OURAY BRIEFS | DA Says Seize the Chance to Rebuild Police Department
by Samantha Wright
Jul 05, 2013 | 1111 views | 0 0 comments | 30 30 recommendations | email to a friend | print
Dan Hotsenpiller, the District Attorney for Colorado’s Seventh Judicial District which encompasses Ouray, knows a thing or two about rebuilding an organization.

He was appointed to his position by Gov. John Hickenlooper in early 2011 after the district was rocked by the arrest of former DA Myrl Serra, who was charged with sex crimes against some of his employees. Hotsenpiller’s own term as DA has been marked by a transparency which started literally with a new, clear-glass door to his office, replacing the solid wooden door behind which Serra committed the crimes for which he has since served jail time.

Hotsenpiller traveled to Ouray on Monday evening, July 1, to address council on the working relationship between the Ouray Police Department and the Seventh Judicial District. The OPD has been short-staffed since former police chief Leo Rasmusson and two police officers resigned in May.

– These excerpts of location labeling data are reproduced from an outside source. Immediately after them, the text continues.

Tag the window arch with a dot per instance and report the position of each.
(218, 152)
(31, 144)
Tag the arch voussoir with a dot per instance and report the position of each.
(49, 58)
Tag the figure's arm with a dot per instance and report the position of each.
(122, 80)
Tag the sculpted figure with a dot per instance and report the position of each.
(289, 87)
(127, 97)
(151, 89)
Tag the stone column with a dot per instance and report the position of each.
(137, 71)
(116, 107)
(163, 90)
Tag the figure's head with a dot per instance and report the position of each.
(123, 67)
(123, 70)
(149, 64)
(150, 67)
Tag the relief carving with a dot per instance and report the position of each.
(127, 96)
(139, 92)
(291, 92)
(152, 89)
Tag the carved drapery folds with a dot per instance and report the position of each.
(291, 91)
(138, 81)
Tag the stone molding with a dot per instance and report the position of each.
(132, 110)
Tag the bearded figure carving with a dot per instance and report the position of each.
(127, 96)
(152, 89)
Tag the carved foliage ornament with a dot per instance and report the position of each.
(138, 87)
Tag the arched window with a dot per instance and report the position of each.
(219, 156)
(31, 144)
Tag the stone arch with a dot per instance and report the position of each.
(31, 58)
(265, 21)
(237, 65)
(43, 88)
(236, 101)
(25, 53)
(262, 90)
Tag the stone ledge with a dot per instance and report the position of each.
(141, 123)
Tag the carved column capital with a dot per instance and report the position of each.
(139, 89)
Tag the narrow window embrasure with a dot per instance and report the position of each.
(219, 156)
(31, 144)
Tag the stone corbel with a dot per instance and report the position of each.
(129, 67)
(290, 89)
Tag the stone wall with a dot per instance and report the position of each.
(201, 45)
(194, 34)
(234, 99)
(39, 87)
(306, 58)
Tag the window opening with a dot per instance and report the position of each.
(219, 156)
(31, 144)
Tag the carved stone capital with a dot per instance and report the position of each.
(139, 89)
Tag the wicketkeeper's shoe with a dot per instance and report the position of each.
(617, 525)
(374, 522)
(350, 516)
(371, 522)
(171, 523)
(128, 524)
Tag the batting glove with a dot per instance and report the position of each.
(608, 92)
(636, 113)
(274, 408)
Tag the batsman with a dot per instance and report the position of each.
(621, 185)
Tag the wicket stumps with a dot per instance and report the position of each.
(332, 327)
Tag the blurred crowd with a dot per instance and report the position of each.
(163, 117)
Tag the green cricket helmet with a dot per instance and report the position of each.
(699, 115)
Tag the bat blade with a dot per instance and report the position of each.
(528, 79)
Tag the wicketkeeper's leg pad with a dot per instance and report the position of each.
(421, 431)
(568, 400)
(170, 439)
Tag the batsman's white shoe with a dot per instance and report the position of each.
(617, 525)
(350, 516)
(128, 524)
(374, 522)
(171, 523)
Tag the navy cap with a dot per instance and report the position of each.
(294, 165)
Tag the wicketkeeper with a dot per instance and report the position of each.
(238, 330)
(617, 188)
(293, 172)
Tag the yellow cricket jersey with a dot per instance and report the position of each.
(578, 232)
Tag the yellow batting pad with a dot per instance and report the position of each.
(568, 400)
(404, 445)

Hotsenpiller stressed that those departures, and the ensuing hiring effort currently underway, represent a unique opportunity for the city to rebuild its police department in a thoughtful, purposeful manner.

“As the chief law enforcement officer in the 7th Judicial District, I have a little bit of standing to come talk to you at a critical juncture,” he said, referring to what it was like when he was appointed, coming into an agency in crisis which had destroyed partnerships it needed to be effective.

“When I heard the news about the Ouray Police Department, I was concerned and worried, but it is evident that this is an opportunity to build the department you want to see in this community and build a strong relationship with other law enforcement agencies in the 7th Judicial District,” Hotsenpiller said.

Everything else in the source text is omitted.